Entretiens avec Anaïs Saïdane, enseignante en 4ème A au Collège Degeyter et de Xavier Grizon, chargé de mission Actions éducatives au sein de l’association Cinéma 93.

 

Anaïs Saïdane, enseignante en 4ème A au Collège Degeyter

 

De quelle manière vous êtes-vous investie dans les ateliers “Docteur Who” et comment avez-vous collaboré avec l'intervenant artistique Wilfried Jude ?

Les ateliers ont eu lieu en classe entière ou en demi-groupes, selon ce qui nous paraissait le plus adéquat. Notre rôle en tant qu'enseignant.e était alors de faire des liens avec les enseignements disciplinaires (en ce qui me concerne, en Lettres), les procédés narratifs, l'écriture principalement.
Dès les prémices du projet, nous avons travaillé étroitement avec Wilfried à sa construction, ce qui a permis de vraiment réfléchir à un projet qui implique les élèves au maximum. Chaque décision était réfléchie, puis prise  conjointement, permettant ainsi de conjuguer nos prérogatives respectives.

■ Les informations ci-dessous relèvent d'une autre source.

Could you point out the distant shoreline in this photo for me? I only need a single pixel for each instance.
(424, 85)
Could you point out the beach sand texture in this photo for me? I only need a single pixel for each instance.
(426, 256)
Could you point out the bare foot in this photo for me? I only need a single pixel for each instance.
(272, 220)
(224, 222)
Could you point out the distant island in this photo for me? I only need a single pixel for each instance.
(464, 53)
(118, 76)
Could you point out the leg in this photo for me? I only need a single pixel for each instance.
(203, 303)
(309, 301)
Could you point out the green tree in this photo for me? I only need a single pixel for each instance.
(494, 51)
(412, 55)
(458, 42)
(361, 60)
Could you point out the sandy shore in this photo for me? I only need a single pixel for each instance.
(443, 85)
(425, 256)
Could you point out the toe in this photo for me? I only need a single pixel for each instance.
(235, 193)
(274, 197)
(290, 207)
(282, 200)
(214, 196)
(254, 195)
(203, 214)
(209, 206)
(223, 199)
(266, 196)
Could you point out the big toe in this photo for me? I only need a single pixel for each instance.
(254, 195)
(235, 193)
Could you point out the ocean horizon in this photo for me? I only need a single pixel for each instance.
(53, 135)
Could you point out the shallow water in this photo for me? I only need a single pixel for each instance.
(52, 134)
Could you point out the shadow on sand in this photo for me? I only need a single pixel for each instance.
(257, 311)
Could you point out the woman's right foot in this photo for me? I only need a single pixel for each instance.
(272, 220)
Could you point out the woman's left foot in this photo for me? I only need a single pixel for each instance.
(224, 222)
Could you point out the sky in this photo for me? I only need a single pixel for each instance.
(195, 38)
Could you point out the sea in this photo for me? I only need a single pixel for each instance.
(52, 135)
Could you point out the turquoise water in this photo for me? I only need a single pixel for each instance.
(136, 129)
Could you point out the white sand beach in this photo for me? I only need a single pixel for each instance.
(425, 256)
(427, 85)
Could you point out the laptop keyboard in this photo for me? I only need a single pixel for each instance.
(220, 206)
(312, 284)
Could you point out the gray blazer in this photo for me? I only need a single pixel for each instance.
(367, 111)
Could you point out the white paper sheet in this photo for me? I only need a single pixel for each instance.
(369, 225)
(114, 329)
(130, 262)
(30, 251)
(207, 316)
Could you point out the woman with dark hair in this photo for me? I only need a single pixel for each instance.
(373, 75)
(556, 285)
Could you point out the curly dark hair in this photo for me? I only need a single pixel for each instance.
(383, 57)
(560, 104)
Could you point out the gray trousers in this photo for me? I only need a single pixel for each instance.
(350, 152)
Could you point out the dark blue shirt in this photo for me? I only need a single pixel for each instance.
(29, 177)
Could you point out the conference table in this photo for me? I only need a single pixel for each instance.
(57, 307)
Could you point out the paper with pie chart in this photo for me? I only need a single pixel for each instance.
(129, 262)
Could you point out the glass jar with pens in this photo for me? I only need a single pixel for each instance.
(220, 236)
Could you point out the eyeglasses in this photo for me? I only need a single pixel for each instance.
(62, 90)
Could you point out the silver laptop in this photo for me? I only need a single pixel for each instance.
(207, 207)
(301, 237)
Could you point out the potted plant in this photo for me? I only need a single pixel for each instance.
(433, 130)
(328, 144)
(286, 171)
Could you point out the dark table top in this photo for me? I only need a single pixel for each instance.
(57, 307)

Qu'avez-vous remarqué dans la façon dont vos élèves en classe de quatrième se sont emparés de la proposition? La série du Docteur Who a-t-elle suscité leur intérêt ? 

Les élèves, avant même que le projet ne démarre réellement étaient très enthousiastes. Certains connaissaient déjà la série et l'appréciaient.Ils sont globalement investis et impliqués. Nous avons eu assez vite de belles surprises : des élèves qui s'ouvrent, que nous découvrons sous un jour différent et une conscience de l’opportunité qui leur était donnée, ce qui  à titre personnel, m'a beaucoup touchée. Au-delà de son, intérêt culturel,  cette initiative leur donne la possibilité d'apprendrequi ils sont, de (se) découvrir, chose que nous souhaitons pour eux.

La projection d’épisodes de la série au sein du Ciné-club du collège a-t-elle vraiment pu avoir lieu ? Quel en était l’objectif ?

Malheureusement, le ciné-club a été impacté par les divers protocoles sanitaires, et il n'a pas été possible de maintenir ces séances.

Des sorties culturelles étaient également prévues avec eux dans le cadre de ces ateliers, lesquelles ont pu être faites ?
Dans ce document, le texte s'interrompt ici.